Once kubo-deployment project starts maintaining a stable master branch and the manifests/cfcr.yml file includes pre-compiled final releases then this repository will not be necessary. Although the walk-thrus may still be valuable as they are different from https://docs-cfcr.cfapps.io/.
This section will include a walk thru for various CPI/IaaS/Clouds.
The prerequisites for this walk thru are:
- an AWS account
- an admin/poweruser IAM user with API keys
- a VPC and subnet
- security groups to allow ingress traffic on ports 22, 443, and 25555; as well as all traffic between VMs using the same security group
To provision a BOSH environment with Credhub/UAA/Concourse, I recommend BUCC. It makes it easy and provides you with helper commands to login to BOSH and CredHub.
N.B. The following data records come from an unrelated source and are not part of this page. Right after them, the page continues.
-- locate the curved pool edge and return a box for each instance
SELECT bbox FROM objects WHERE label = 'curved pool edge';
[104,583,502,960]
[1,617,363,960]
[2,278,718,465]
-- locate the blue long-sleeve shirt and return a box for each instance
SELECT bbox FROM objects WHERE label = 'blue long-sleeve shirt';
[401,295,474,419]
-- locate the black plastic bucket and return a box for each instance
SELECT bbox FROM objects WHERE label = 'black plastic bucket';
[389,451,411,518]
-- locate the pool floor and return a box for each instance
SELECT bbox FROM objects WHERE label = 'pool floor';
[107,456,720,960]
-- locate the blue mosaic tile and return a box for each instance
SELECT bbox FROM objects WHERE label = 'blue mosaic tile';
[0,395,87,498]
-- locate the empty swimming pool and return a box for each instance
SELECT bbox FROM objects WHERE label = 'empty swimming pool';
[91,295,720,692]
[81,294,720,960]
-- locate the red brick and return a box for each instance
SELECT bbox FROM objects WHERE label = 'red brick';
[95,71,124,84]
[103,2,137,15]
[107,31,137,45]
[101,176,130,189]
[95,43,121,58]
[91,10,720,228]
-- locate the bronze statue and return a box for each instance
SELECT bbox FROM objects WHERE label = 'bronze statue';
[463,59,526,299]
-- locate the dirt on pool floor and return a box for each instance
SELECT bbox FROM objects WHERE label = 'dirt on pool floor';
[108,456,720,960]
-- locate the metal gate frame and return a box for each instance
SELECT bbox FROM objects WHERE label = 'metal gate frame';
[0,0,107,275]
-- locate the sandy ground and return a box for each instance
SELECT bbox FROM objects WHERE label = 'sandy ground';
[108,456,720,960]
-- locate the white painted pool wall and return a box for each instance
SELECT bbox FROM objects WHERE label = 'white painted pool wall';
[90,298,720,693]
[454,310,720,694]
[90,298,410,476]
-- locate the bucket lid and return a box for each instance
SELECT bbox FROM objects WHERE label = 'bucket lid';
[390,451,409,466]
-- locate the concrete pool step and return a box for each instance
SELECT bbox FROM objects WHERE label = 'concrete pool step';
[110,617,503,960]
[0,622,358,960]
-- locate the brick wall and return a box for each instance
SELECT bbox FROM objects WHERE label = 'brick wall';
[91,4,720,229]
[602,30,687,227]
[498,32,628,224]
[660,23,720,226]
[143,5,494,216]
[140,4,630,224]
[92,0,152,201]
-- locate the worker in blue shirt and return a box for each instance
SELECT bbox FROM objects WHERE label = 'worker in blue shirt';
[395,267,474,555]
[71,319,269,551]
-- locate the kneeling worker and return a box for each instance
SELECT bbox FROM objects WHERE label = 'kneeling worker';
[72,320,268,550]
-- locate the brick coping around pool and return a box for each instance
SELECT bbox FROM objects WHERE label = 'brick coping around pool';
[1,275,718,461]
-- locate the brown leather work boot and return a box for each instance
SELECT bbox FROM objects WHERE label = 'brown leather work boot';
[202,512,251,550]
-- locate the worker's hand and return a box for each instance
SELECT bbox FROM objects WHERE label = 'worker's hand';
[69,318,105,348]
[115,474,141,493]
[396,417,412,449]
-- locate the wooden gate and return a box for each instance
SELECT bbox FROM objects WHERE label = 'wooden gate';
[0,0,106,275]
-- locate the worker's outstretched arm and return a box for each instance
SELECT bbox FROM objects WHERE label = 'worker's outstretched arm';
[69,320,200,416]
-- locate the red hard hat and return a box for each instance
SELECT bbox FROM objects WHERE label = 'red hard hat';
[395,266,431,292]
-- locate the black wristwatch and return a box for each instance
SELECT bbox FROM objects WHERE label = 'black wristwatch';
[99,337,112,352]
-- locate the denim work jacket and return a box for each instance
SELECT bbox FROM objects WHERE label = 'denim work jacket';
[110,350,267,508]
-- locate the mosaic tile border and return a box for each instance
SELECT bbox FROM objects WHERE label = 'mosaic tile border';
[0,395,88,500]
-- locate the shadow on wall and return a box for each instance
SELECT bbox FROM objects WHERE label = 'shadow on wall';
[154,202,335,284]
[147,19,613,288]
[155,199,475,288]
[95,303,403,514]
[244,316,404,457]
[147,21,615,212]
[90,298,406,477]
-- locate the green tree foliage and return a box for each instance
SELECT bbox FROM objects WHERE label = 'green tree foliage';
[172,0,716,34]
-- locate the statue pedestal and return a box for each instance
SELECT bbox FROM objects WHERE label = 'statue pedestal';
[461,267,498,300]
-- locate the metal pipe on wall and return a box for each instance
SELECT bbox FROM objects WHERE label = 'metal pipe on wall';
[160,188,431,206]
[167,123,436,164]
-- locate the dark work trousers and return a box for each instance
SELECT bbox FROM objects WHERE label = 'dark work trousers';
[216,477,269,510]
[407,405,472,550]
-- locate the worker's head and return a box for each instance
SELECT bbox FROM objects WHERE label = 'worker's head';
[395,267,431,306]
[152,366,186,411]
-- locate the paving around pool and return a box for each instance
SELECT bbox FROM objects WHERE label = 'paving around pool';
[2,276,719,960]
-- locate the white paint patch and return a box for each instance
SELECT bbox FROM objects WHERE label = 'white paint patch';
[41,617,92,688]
NOTE: see comments below about performing this walk-thru upon an existing AWS VM rather than your local computer. See YouTube video Walk thru using BUCC/BOSH to learn more about production AWS environments with jumpboxes, private subnets, and BUCC.
mkdir ~/workspace
cd ~/workspace
git clone https://github.com/starkandwayne/bucc
source <(~/workspace/bucc/bin/bucc env)
bucc up --cpi aws
This will download the bosh CLI and then create stub ~/workspace/bucc/vars.yml where you fill in your AWS credentials, networking etc.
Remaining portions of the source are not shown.